On 21/02/2021 22:55, Ross Moore wrote:
Hi David,
On 22 Feb 2021, at 8:43 am, David Carlisle <d.p.carli...@gmail.com
<mailto:d.p.carli...@gmail.com>> wrote:
Surely the line-end characters are already known, and the bits&bytes
have been read up to that point *before* tokenisation.
This is not a pdflatex inputenc style utf-8 error failing to map a
stream of tokens.
It is at the file reading stage and if you have the file encoding
wrong you do not know reliably what are the ends of lines and you
haven't interpreted it as tex at all, so the comment character really
can't have an effect here.
Ummm. Is that really how XeTeX does it?
How then does Jonathan’s
\XeTeXdefaultencoding "iso-8859-1”
ever work ?
Just a rhetorical question; don’t bother answering. :-)
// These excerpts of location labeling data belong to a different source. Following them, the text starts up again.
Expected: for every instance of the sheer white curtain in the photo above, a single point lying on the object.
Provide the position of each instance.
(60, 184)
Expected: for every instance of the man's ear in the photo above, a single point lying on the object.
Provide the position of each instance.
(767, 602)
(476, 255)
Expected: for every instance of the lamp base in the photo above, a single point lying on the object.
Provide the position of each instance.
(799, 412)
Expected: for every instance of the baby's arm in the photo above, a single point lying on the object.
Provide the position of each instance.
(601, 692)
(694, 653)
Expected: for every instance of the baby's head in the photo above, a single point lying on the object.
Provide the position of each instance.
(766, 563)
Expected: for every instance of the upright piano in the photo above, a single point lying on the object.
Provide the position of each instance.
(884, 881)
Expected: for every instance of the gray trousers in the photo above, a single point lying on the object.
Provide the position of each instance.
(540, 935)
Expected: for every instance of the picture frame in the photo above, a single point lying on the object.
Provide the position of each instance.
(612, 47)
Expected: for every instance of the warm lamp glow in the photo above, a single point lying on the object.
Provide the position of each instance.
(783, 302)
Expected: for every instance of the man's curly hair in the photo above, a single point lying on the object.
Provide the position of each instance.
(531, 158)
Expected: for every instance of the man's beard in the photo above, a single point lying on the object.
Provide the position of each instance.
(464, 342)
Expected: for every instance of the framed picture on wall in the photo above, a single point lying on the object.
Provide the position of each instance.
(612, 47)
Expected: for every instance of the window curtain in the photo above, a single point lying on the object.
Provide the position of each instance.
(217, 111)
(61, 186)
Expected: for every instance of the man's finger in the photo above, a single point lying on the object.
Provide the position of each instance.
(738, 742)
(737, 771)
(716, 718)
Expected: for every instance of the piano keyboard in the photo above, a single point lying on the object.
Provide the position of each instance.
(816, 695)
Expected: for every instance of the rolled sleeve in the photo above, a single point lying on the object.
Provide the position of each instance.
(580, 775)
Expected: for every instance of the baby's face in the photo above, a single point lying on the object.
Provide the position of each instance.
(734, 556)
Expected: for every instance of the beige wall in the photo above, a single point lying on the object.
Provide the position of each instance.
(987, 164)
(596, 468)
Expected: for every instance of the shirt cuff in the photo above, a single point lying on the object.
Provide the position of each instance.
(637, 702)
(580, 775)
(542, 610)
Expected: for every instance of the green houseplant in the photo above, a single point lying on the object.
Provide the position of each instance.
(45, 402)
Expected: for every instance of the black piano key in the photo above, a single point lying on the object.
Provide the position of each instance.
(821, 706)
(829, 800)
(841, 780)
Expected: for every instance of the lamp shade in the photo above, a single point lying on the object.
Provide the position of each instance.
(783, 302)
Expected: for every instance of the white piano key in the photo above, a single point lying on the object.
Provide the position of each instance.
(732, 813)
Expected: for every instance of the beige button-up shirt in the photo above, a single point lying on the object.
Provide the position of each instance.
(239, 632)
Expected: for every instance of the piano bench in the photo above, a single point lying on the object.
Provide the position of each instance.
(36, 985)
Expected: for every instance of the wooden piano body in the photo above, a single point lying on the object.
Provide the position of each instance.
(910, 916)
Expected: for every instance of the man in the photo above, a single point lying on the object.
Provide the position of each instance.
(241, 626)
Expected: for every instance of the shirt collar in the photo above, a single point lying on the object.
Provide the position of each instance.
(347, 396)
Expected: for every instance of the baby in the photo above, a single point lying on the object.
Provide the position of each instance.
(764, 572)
This mapping is invisible to the tex macro layer just as you can
change the internal character code mapping in classic tex to take an
ebcdic stream, if you do that then read an ascii file you get rubbish
with no hope to recover.
So I don't think such a switch should be automatic to avoid
reporting encoding errors.
I reported the issue at xstring here
https://framagit.org/unbonpetit/xstring/-/issues/4
<https://framagit.org/unbonpetit/xstring/-/issues/4>
I looked at what you said here, and some of it doesn’t seem to be in
accord with
my TeXLive installations.
viz.
/usr/local/texlive/2016/.../xstring.tex:\expandafter\ifx\csname
@latexerr\endcsname\relax% on n'utilise pas LaTeX ?
/usr/local/texlive/2016/.../xstring.tex:\fi% fin des d\'efinitions LaTeX
/usr/local/texlive/2016/.../xstring.tex:% - Le package ne n\'ecessite
plus LaTeX et est d\'esormais utilisable sous
/usr/local/texlive/2016/.../xstring.tex:% Plain eTeX.
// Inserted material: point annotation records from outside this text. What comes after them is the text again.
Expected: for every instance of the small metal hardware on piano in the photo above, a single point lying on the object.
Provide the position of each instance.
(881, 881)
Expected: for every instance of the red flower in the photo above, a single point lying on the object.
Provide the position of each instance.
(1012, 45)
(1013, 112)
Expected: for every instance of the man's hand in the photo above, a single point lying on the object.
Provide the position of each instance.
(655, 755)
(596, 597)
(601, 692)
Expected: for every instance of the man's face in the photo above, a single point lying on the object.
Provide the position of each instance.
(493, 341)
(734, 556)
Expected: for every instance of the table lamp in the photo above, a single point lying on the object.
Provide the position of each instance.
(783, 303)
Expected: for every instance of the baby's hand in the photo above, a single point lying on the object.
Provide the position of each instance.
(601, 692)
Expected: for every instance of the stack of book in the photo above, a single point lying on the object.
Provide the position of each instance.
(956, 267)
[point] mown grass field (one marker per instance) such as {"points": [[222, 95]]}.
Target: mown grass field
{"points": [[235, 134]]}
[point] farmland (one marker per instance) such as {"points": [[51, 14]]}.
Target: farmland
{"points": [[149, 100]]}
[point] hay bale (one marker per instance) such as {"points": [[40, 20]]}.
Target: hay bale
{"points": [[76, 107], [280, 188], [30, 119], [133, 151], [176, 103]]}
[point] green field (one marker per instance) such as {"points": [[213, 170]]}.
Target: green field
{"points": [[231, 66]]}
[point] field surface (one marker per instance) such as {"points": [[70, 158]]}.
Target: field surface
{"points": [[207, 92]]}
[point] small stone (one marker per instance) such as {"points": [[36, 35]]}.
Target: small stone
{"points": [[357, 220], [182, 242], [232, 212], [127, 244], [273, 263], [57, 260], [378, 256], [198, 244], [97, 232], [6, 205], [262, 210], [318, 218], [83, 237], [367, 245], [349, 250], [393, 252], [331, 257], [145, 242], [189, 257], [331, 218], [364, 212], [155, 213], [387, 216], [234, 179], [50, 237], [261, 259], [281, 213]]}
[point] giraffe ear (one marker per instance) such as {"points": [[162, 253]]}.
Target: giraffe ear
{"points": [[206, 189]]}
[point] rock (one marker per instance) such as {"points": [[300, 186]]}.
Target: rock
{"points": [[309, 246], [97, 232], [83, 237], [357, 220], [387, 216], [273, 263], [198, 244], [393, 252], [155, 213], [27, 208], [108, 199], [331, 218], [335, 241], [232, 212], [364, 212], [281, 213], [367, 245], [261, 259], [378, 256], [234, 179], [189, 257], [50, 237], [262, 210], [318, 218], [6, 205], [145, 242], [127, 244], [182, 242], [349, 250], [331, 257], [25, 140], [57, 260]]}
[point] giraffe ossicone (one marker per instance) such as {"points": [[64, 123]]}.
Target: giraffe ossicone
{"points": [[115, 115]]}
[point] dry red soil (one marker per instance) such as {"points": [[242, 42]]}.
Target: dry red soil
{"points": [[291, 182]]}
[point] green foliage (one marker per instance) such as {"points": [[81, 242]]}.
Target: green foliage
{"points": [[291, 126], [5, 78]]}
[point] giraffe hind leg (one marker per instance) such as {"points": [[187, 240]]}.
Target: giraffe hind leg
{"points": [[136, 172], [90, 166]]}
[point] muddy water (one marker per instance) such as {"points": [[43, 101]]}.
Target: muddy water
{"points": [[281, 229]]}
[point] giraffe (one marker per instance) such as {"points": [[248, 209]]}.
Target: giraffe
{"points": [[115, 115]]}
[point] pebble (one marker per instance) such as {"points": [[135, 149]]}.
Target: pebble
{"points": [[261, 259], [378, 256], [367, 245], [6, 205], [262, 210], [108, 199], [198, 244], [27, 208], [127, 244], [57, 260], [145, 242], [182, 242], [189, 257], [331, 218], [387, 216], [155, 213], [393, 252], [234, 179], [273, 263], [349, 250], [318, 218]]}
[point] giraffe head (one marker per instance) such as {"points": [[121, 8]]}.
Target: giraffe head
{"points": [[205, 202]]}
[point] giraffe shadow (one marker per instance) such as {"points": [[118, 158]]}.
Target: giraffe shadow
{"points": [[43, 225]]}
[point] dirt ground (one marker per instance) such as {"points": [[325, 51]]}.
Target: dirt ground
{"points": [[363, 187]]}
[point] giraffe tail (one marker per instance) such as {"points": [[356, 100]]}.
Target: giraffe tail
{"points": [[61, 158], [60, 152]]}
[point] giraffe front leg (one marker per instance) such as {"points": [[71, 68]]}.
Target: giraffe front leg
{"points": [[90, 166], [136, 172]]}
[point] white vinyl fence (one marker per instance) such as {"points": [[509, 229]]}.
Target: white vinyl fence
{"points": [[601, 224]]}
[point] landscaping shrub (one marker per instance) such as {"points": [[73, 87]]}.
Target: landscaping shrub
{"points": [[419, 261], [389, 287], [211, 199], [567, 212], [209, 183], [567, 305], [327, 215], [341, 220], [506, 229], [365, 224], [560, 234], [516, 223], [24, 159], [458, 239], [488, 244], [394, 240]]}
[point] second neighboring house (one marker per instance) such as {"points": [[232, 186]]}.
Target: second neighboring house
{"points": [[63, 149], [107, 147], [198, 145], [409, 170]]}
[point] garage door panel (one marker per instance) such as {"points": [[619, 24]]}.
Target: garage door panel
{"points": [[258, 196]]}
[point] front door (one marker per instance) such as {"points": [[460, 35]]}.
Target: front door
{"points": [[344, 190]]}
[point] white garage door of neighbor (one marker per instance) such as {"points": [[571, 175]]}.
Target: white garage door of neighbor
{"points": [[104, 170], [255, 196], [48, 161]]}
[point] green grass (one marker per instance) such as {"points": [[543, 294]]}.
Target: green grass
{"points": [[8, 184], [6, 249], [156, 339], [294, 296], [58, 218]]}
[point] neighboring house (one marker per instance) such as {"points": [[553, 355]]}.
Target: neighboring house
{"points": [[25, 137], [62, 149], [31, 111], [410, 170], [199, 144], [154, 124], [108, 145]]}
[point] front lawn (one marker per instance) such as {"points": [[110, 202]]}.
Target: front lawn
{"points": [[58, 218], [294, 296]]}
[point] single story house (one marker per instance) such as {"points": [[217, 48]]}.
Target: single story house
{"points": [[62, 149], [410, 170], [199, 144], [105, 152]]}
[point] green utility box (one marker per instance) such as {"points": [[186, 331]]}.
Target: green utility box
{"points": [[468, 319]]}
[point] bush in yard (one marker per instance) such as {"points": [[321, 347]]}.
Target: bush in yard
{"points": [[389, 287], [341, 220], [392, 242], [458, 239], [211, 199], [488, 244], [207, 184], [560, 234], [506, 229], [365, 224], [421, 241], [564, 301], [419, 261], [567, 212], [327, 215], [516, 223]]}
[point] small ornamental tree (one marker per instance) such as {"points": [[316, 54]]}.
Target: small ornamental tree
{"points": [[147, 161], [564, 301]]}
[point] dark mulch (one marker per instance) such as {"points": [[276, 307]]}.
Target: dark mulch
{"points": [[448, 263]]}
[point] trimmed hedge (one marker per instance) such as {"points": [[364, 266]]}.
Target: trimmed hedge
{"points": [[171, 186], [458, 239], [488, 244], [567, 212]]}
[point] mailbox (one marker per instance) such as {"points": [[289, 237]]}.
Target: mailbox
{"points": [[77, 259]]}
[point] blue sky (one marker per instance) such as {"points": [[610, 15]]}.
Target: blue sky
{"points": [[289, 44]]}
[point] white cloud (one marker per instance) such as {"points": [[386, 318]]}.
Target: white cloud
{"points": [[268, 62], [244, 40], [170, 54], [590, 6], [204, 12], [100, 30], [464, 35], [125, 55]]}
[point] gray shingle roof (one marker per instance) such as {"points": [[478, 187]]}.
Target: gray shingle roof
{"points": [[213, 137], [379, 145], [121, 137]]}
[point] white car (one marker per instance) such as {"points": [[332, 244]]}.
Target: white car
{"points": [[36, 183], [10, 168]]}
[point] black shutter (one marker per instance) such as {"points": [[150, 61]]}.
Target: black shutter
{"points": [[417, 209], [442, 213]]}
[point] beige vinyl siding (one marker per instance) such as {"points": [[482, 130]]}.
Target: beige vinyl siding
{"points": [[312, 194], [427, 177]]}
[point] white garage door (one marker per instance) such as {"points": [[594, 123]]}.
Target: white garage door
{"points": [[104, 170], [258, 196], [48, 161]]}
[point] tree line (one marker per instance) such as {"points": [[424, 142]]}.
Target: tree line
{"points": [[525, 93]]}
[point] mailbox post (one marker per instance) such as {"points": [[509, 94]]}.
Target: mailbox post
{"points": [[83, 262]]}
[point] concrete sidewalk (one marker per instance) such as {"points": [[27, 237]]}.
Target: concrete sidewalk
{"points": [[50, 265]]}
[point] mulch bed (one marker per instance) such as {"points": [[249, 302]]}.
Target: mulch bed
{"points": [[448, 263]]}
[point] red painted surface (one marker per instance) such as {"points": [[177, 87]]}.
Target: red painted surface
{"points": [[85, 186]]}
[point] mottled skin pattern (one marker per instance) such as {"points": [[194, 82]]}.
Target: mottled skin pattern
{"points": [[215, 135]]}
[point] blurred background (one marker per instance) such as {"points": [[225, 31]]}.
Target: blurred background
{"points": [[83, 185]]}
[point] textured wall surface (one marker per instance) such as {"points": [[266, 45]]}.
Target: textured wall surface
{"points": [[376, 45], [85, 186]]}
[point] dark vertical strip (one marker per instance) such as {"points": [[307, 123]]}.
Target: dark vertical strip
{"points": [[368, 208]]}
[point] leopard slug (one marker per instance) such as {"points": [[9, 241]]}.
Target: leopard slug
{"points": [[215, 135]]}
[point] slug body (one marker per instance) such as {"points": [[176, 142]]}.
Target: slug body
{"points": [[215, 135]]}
/usr/local/texlive/2017/.../xstring.tex:% conditions of the LaTeX
Project Public License, either version 1.3
/usr/local/texlive/2017/.../xstring.tex:% and version 1.3 or later is
part of all distributions of LaTeX
/usr/local/texlive/2017/.../xstring.tex:\expandafter\ifx\csname
@latexerr\endcsname\relax% on n'utilise pas LaTeX ?
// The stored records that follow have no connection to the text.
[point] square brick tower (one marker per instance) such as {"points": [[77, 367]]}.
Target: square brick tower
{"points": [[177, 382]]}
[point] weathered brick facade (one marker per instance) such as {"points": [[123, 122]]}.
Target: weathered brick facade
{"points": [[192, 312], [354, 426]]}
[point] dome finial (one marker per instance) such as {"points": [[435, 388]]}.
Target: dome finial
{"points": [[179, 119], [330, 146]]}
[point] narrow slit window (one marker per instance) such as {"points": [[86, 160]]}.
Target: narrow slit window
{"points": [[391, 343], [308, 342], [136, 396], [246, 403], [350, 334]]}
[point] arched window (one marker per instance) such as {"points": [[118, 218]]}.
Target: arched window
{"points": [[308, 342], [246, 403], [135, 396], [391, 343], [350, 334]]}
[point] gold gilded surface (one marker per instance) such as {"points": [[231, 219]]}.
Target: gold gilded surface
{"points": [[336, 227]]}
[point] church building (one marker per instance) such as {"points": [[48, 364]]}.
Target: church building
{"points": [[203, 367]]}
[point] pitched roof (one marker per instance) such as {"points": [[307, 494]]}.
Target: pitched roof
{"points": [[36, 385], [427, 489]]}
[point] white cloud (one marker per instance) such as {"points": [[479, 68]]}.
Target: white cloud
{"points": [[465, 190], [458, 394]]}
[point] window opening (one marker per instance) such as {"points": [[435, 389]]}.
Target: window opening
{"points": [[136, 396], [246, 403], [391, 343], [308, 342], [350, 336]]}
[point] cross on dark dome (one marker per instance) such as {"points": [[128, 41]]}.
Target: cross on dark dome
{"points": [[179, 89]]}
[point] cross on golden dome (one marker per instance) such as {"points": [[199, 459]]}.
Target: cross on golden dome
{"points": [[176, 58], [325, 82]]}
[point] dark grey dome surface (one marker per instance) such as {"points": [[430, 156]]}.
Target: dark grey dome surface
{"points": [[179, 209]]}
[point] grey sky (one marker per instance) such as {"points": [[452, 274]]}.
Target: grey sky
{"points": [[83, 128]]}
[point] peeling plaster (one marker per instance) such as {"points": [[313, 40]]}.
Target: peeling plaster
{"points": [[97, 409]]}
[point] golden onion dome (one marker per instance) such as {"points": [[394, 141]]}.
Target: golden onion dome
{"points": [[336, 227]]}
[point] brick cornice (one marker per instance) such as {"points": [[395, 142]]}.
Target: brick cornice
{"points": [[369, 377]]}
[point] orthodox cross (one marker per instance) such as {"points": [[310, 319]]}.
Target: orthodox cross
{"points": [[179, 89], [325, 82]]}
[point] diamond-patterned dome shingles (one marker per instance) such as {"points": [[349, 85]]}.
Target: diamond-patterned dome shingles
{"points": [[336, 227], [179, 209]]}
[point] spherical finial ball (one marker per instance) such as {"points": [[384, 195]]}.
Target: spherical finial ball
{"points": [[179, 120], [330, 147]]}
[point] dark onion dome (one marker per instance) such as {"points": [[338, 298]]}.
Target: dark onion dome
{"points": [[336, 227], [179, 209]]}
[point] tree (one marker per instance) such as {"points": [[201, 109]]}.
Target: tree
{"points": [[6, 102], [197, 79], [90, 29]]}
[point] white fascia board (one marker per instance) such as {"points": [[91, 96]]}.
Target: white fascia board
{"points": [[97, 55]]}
/usr/local/texlive/2017/.../xstring.tex:\fi% fin des d\'efinitions LaTeX
/usr/local/texlive/2017/.../xstring.tex:% - Le package ne n\'ecessite
plus LaTeX et est d\'esormais utilisable sous
/usr/local/texlive/2017/.../xstring.tex:% Plain eTeX.
/usr/local/texlive/2018/.../xstring.tex:% !TeX encoding = ISO-8859-1
/usr/local/texlive/2018/.../xstring.tex:% Licence : Released under
the LaTeX Project Public License v1.3c %
/usr/local/texlive/2018/.../xstring.tex:% Plain eTeX.
/usr/local/texlive/2019/.../xstring.tex:% !TeX encoding = ISO-8859-1
/usr/local/texlive/2019/.../xstring.tex:% Licence : Released under
the LaTeX Project Public License v1.3c %
/usr/local/texlive/2019/.../xstring.tex: Plain eTeX.
prior to 2018, the accents in comments used ASCII, so UTF-8, but not
intentionally so.
In 2017, the accents in comments became latin-1 chars.
A 1st line was added: % !TeX encoding = ISO-8859-1
to indicate this.
Such directive comments are useless, except at the beginning of the main
document source.
They are for Front-End software, not TeX processing, right?
They're for front-end software, but not only for the main document
source; any file could have an encoding directive to tell the editor how
to load/save it.
Jonathan, David,
so far as I can tell, it was *never* in UTF-8 with preformed accents.
I have a copy of xstring.tex here (in an old TeXlive tree) that is dated
\def\xstringversion {1.7c}
\def\xstringdate {2013/10/13}
where many of the accents (in comments) are encoded "TeX-style" with
control sequences, but there are also some that are literal accented
letters -- and they're in utf-8. If I load this file as Latin-1 in my
editor, those letters are garbled.
(They're even mixed with the TeX-style sequences within a single line,
sometimes:
% 2) Ensuite, on d\'etokenize ce d\'eveloppement de façon n'avoir plus que
Notice what happened to "façon" there when read as Latin-1...)
It does sound like they later did a deliberate conversion to Latin-1
(contrary to what I was guessing); this is unfortunate, in that it means
the file will be mis-read by software that expects UTF-8, which is the
de facto default encoding for text these days.
So I think switching to UTF-8 would be a better choice; if they don't
want to do that, adding a \XeTeXinputencoding line would be helpful.
JK